Additionally, highly useful mass notification schemes are being tied into access control systems and other security monitoring systems such as video surveillance, HVAC, fire and burglar alarms, and infant abduction systems to provide a holistic approach to security.

An employee in the emergency department who is dealing with a potential gang confrontation has the ability, through the push of a button, to alert security and activate video of the incident or even lock down doors. And if an infant abduction alarm sounds, through the integrated mass notification system, security has the ability to send messages to key personnel around the facility or within the parking structure so the chances of that child being removed from the premises are greatly reduced as well as to lock specific doors and view relevant video.

Of course, a system is only effective if everyone is familiar with it and it is working properly. It is important, therefore, to make testing and supervision of the mass notification system a requirement of the product. This not only keeps it working for when it’s desired most but also reminds hospital staffers that they have this vital tool readily available should they need it and how to use it.
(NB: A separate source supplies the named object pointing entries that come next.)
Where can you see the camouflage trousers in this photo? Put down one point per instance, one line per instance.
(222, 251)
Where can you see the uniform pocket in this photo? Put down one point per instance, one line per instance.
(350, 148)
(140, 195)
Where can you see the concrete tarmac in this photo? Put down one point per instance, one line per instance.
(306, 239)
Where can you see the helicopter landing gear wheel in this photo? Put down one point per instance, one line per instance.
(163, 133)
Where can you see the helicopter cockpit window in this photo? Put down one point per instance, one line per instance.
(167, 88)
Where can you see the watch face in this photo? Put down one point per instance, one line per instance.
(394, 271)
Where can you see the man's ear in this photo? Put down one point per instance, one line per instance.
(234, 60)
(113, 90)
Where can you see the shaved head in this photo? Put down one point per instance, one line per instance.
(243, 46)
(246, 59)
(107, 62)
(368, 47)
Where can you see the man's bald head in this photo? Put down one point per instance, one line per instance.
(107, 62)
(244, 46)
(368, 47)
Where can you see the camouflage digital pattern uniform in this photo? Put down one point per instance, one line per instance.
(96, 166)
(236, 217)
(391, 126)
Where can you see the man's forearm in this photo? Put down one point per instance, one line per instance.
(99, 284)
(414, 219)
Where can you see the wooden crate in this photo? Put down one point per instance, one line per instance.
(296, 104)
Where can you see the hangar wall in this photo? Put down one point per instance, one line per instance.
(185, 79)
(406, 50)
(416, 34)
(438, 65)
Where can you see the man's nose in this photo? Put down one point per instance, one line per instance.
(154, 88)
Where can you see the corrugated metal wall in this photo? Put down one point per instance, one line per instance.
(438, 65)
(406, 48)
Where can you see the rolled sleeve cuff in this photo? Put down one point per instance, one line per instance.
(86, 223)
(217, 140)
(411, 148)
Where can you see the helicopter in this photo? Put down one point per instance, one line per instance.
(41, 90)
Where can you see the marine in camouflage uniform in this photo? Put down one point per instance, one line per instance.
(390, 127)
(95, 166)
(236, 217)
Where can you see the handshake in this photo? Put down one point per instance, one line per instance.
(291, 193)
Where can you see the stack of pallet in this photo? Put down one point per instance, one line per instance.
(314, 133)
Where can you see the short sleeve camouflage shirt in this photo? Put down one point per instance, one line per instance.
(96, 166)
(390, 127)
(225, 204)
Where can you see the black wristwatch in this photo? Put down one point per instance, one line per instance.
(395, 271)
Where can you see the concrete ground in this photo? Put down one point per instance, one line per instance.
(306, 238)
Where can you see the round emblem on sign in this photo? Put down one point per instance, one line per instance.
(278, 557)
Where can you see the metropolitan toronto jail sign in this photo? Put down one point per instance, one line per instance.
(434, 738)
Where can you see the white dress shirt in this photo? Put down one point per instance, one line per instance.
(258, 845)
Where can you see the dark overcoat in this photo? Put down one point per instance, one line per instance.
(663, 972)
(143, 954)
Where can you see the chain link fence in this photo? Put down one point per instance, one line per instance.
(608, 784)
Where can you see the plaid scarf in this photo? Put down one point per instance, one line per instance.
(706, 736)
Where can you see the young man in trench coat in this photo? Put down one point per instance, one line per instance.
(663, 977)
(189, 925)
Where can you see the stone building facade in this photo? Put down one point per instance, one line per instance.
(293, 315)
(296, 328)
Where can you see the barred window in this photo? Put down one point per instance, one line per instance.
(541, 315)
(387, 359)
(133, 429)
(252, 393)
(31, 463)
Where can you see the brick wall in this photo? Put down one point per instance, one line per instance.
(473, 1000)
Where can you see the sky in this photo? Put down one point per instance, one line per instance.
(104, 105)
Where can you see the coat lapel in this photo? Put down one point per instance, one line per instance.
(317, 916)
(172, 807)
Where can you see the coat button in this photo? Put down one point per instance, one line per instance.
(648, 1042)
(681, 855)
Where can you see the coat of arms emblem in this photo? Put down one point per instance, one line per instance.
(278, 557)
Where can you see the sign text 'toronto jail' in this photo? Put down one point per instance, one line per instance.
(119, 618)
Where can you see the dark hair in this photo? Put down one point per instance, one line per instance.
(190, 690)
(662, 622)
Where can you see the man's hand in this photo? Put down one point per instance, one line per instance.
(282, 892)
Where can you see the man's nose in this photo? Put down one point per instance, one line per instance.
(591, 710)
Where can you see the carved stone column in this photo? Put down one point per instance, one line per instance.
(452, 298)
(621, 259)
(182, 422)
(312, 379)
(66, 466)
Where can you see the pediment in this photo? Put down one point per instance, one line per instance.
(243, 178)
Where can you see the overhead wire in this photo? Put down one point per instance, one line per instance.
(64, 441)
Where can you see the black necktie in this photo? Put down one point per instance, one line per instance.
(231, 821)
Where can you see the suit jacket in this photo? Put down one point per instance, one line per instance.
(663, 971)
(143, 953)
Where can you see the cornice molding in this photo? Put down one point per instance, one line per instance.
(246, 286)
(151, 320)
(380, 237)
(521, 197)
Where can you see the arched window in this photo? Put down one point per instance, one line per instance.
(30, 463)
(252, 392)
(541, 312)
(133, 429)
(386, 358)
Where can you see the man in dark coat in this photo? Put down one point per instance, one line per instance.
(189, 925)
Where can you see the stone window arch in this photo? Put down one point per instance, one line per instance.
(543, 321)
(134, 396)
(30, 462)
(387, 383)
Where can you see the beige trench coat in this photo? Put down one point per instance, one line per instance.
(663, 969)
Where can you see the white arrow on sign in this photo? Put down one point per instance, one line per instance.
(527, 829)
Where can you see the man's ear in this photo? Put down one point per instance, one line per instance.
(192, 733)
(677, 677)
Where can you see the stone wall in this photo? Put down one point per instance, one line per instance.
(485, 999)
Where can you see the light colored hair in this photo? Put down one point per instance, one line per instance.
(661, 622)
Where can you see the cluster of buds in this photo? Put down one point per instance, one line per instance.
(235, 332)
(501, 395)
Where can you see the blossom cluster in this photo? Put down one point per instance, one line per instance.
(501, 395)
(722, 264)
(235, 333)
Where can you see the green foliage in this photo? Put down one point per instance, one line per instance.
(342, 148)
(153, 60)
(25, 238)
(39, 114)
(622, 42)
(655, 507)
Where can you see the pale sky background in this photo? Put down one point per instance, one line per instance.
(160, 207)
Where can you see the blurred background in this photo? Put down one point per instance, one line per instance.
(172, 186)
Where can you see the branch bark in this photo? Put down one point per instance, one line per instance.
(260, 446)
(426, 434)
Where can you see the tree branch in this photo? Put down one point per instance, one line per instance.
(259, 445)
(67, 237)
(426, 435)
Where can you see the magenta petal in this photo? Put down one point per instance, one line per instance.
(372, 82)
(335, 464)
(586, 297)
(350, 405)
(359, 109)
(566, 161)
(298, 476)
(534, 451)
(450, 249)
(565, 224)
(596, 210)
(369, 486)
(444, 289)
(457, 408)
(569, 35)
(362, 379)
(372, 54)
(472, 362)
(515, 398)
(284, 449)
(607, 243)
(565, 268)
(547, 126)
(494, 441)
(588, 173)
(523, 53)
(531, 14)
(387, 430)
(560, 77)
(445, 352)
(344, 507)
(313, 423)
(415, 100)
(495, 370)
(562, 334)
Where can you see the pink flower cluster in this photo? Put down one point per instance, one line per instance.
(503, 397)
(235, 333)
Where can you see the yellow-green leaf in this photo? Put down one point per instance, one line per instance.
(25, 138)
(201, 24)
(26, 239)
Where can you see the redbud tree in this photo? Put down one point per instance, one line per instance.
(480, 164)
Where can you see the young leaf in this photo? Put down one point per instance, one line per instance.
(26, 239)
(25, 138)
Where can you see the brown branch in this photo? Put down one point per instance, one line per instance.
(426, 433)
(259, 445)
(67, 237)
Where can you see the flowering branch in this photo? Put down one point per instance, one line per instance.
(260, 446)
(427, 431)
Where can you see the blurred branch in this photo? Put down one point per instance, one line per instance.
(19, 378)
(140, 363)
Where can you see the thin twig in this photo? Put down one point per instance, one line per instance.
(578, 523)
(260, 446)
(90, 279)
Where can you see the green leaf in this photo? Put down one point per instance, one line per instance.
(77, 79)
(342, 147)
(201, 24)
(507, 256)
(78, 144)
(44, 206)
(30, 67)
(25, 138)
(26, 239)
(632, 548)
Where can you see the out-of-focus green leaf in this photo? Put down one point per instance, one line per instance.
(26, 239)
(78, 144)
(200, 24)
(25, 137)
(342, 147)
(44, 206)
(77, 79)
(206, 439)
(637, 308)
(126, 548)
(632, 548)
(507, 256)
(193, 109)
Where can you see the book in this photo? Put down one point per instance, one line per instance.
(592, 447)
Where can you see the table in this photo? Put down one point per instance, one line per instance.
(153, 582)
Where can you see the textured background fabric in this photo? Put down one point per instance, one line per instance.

Domestic violence is a major concern for workplaces, hospitals and healthcare facilities included. Increasingly, these stakeholders are investing in mass notification systems with panic alarms as a proactive means of protecting their workers. Some even view this as an employee retention tool because it provides a level of safety and security that eases employee concerns

Despite the overwhelming need for critical communication, many healthcare settings have yet to install a comprehensive mass notification/duress system, one that provides multiple means of reaching people when a crisis occurs. Security personnel can surely make the case that stopping just one infant abduction or quickly addressing a single incident of workplace violence through an effective, multi-layered, integrated mass notification scheme will justify this critical investment.